Think about it, Harrison Ford has his leg slammed in the Millennium Falcon’s door. And he also crash landed his plane on a golf course… mortality is not an insignificant thing when it comes to movie making… and the risks of life. And yet pondering our own mortality is not a thing we normally want to do, or will even do willingly. So I figured I’d chat with Mike a little bit over Twitter about the larger problem:
@mikeryan – Gr8 article about SW bringing u f2f with your mortality. Found it poignant, and insightful. Has there been a big response 2 it?
— Taylor Holmes (@tayoflore) October 29, 2015
@tayoflore I've gotten quite a few tweets about it, yeah. People have been nice.
— Mike Ryan (@mikeryan) October 29, 2015
@mikeryan do u think the loss is more about our childhoods? or about everyone's eventual death or both? (twitter is difficult 4 this! haha.)
— Taylor Holmes (@tayoflore) October 29, 2015
@tayoflore I guess just the SW movies will outlive us all now, which took me down an emotional road.
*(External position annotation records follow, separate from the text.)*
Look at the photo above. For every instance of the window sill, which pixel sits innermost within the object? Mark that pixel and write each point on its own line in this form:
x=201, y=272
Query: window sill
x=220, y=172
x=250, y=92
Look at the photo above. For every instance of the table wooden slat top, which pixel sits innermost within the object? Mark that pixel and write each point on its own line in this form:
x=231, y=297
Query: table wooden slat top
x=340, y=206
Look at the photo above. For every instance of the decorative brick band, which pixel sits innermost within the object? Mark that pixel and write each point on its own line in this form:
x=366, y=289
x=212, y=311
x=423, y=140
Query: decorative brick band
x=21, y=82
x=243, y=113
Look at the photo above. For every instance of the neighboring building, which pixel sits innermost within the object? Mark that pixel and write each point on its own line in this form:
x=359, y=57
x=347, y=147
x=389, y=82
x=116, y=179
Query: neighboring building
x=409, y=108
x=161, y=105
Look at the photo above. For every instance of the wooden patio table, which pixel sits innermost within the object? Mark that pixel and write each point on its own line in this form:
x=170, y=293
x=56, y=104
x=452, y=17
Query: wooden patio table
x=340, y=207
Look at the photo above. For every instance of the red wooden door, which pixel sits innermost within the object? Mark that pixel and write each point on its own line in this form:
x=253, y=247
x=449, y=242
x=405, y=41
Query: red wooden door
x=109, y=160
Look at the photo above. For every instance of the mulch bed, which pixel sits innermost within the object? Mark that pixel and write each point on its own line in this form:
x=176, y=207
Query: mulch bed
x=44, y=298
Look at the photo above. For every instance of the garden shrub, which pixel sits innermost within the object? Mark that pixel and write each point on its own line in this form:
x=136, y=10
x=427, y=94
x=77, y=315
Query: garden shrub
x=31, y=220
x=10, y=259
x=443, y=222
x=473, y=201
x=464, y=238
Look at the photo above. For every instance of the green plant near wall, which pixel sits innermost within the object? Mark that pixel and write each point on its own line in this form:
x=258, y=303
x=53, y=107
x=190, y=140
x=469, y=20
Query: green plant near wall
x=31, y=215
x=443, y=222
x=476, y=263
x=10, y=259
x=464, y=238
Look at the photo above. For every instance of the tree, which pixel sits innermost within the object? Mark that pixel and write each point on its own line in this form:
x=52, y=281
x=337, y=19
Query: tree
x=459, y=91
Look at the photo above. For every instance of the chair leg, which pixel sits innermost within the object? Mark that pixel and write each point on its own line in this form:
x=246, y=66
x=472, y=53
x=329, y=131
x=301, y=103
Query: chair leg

— Mike Ryan (@mikeryan) October 29, 2015
@mikeryan our society rarely heads down this "road" or even considers this inevitability… why do you think that is?
— Taylor Holmes (@tayoflore) October 29, 2015
@tayoflore too depressing.
— Mike Ryan (@mikeryan) October 29, 2015
And there you have it. “Too depressing.” And like that, the door is closed. Fascinating really how we shy away from thoughts about meaning and purpose. Or depressing questions about our longevity… or the lack of longevity, our finiteness. And yet, one of the most important parts of Mike’s piece is his connection back to a friend who saw episode one, but wasn’t there to see ep2 or 3. Which is obviously terrible. And yet, now, simultaneously inevitable for all of us. We have seen one through six so far… and soon we will have seen one through seven (keep those fingers crossed). But what about eight? Nine?! We ace those, great. But now what about 18? There will come a time when we won’t be able to keep up with the movies that Disney will continue to put out.
Put the question another way… I am intrigued with human innovation. Cars will begin to be self driving. The Tesla uber mode has half way brought us there already. But Google’s new nirvana of self driving automobiles? That’s still years and years out. Will I be there to see that day? Will I be stricken by a plague between now and then? Or stricken by an on-coming car? Both are very real possibilities (one, way more so than the other).
There will always be something that we will be left out of when we die. Possibly the most obvious statement I’ve ever made, and yet, we don’t really consider it because we are too depressed by the thought. But if we allow ourselves to go there, as opposed to avoiding it, we can realistically grapple with the larger purpose and meaning in life that we generally avoid too. Is there purpose? Is there meaning? Is it all an accident? Do I have a place? Why am I here? But in the face of zero answers, it’s safer to avoid the questions all together.
I too had a friend that was a Star Wars fan who has passed away and who, as a result, missed out on Star Wars movies. Only difference? My friend had only seen one of the movies, Star Wars A New Hope, before he passed away at the age of 12. And when he died he had his arms raised to God, whom he said he saw very clearly. When grappling with the questions of the meaning of life it’s difficult to do so without coming off sounding flippant, or worse, pedantic. But so many people when they have these questions about the larger meaning of life, about death, and about the larger meaning of it all… they shove it in a dark cabinet somewhere because they don’t want to ponder it. It’s too much to deal with.
But if we only have one life to live… shouldn’t we grapple with it? Isn’t that a better life lived? At the end of the day. So all that to say, thanks Lucas, for giving me a way to measure the passing of my life in a meaningful way so as to give me perspective on the more important things in this life.